The next day, in “The Dawn of Fast Data“, Marwa and Reuven described Cloud Dataflow in a lot more details, including code samples. They showed how to easily construct a streaming pipeline which keeps a constantly-updated lookup table of most popular Twitter hashtags for a given prefix. They also explained how Cloud Dataflow builds on over a decade of data processing innovation at Google to optimize processing pipelines and free users from the burden of deploying, configuring, tuning and managing the needed infrastructure. Just like Cloud Pub/Sub and BigQuery do for event handling and SQL analytics, respectively.
Later that afternoon, Felipe and Jordan showed how to build predictive models in “Predicting the future with the Google Cloud Platform“.
We had also prepared some recorded short presentations.
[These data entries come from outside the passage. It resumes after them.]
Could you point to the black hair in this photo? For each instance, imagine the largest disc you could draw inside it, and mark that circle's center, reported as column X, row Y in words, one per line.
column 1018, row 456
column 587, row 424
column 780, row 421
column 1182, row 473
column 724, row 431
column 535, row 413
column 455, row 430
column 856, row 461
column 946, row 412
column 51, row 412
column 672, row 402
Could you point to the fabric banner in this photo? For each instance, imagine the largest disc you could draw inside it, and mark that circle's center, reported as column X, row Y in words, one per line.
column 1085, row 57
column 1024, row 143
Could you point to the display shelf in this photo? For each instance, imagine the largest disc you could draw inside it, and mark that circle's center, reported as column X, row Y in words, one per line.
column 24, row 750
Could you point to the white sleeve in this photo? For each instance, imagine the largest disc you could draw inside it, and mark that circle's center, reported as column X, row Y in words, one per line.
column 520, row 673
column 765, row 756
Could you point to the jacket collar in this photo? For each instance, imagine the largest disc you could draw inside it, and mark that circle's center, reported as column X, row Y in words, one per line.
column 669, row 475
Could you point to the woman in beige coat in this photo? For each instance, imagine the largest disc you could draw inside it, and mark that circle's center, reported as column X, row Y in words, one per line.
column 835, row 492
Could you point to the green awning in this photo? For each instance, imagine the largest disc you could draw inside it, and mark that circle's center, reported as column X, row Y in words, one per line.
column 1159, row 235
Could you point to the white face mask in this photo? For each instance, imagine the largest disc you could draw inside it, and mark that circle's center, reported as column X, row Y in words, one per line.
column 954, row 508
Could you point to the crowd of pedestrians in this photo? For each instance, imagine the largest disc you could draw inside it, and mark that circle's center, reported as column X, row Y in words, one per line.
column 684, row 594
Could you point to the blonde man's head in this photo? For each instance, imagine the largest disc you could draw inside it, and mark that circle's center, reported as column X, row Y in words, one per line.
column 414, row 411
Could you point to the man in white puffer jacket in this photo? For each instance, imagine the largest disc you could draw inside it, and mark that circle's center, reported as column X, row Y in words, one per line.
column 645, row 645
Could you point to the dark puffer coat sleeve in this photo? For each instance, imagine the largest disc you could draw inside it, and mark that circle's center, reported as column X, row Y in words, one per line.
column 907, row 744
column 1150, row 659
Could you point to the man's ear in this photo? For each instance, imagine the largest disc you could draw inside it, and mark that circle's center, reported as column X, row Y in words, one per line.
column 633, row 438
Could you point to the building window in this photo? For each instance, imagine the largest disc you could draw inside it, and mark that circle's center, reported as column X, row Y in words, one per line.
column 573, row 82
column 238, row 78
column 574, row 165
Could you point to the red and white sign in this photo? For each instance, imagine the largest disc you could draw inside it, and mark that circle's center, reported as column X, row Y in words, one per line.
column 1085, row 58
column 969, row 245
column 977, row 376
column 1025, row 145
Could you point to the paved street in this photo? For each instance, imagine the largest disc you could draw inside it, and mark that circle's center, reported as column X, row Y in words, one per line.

To learn more about how easy and efficient it is to use Hadoop and Spark on Google Cloud Platform, you should listen to Dennis in “Open Source Data Analytics“. To learn more about block storage options (including SSD, both local and remote), listen to Jay in “Optimizing disk I/O in the cloud“.
It was gratifying to see well-informed people recognize the importance of these announcement and partners understand how this will benefit their customers. As well as some good press coverage.
It’s liberating to now be able to talk freely about recent progress on our quest to equip Google Cloud users with easy to use data processing tools. Everyone can benefit from Google’s experience making developers productive while efficiently processing data at large scale. With great power comes great productivity.